Alhasil, semuanya menyerah kalah. Tak mampu menghabiskan jambu yang sudah disirap-sirap. Kulkaslah yang jadi pelabuhan terakhir jambu itu.
Besoknya, saat berencana masak pagi, tiba-tiba saya terpikir masak jambu sisa rujak sore kemaren. Ting…muncul ide itu. Saya eksekusi.
Saya tumbukkan bawang merah putih, cabek. Kemudian saat menumis bumbu, saya tambah sedikit udang sesar. Udang sampah yang teman beli di pasar Kubu, Rp.5 ribu per ons.
Aroma tumisannya menggoda. Saat sudah masak, ternyata ok juga rasanya. Rasa masamnya hilang saat sudah ditumis bercampur bumbu. Teman-teman serumah heran.
“Kok jambu disayur?”
“Nah…sekarang kita coba, kalau tidak coba kita tak tahu bagaimana rasanya”, kata saya.

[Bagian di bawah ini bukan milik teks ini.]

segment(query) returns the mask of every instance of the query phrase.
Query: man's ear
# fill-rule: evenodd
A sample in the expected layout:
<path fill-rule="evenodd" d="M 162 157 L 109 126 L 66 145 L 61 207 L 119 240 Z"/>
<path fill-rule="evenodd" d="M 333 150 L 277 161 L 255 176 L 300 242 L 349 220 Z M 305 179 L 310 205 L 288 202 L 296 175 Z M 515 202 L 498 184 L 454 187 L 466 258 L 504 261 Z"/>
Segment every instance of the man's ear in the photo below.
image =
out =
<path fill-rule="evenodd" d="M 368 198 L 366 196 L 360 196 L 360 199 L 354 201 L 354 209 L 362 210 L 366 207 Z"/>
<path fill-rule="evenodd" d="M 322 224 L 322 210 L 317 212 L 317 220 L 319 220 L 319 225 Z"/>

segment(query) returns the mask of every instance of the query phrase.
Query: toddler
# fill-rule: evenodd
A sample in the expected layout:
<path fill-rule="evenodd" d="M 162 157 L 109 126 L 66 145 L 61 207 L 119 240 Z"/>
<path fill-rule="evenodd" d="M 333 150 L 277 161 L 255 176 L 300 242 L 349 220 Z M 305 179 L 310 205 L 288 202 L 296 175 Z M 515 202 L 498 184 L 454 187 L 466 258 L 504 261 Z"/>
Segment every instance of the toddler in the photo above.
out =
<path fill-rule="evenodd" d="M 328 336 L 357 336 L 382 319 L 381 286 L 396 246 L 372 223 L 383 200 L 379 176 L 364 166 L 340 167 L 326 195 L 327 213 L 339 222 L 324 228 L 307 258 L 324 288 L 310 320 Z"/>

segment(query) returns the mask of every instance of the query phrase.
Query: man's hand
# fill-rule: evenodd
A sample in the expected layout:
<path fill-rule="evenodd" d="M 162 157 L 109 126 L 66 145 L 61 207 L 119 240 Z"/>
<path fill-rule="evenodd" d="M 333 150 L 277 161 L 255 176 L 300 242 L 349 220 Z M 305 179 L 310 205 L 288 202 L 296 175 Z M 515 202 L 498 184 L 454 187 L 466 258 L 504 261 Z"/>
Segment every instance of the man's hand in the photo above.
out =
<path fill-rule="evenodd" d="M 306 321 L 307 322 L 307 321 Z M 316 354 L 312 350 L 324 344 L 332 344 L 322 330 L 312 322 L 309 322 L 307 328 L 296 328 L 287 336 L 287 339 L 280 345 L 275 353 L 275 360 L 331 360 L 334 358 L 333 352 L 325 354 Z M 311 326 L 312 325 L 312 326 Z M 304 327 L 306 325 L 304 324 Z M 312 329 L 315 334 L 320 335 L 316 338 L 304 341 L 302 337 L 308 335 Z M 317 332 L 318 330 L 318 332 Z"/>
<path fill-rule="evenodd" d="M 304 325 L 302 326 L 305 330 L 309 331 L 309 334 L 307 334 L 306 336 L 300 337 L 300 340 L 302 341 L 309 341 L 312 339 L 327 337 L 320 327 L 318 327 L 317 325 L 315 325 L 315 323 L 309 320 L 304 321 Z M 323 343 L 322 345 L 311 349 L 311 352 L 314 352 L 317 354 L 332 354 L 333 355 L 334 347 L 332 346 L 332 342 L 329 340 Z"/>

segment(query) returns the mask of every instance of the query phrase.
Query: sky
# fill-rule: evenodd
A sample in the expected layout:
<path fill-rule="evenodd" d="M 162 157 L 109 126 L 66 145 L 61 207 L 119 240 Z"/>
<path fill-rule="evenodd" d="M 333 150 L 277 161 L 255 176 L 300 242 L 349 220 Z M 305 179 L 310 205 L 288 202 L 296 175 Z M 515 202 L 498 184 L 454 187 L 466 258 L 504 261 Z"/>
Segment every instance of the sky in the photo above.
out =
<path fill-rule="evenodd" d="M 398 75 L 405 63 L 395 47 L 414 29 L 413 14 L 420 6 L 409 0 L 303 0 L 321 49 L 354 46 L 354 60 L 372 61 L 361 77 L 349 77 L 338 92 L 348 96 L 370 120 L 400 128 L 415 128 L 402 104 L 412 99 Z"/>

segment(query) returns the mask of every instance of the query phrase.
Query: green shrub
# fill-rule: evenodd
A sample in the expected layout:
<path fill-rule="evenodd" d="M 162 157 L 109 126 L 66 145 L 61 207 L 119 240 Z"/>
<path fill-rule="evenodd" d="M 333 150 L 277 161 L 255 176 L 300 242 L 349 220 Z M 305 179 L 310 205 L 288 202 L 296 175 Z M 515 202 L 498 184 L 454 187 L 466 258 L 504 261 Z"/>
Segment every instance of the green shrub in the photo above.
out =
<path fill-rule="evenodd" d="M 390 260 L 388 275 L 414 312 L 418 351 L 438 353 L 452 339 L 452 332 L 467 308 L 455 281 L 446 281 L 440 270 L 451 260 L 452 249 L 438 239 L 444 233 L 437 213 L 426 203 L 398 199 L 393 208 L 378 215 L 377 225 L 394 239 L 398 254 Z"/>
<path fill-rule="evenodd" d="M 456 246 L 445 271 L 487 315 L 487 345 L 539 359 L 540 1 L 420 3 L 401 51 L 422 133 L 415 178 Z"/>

Mereka berpikir, jambu tak lazim dijadikan sayur. Tak biasa. Bukan jenis sayuran. Saya hanya senyum mendengarnya.
Apapun bisa, asalkan mau atau tidak, kita mencoba sesuatu. Kalau bahasa suami saya, jangan-jangan pucuk jambu air pun enak disayur. Hanya saja, belum pernah orang mencobanya.
Pucuk karet saja, ada orang yang pernah memasaknya. Gadung, umbi yang mengandung racun, enak jika bisa mengolahnya. Dijadikan kerupuk. Banyak hal yang bisa dicoba. (*)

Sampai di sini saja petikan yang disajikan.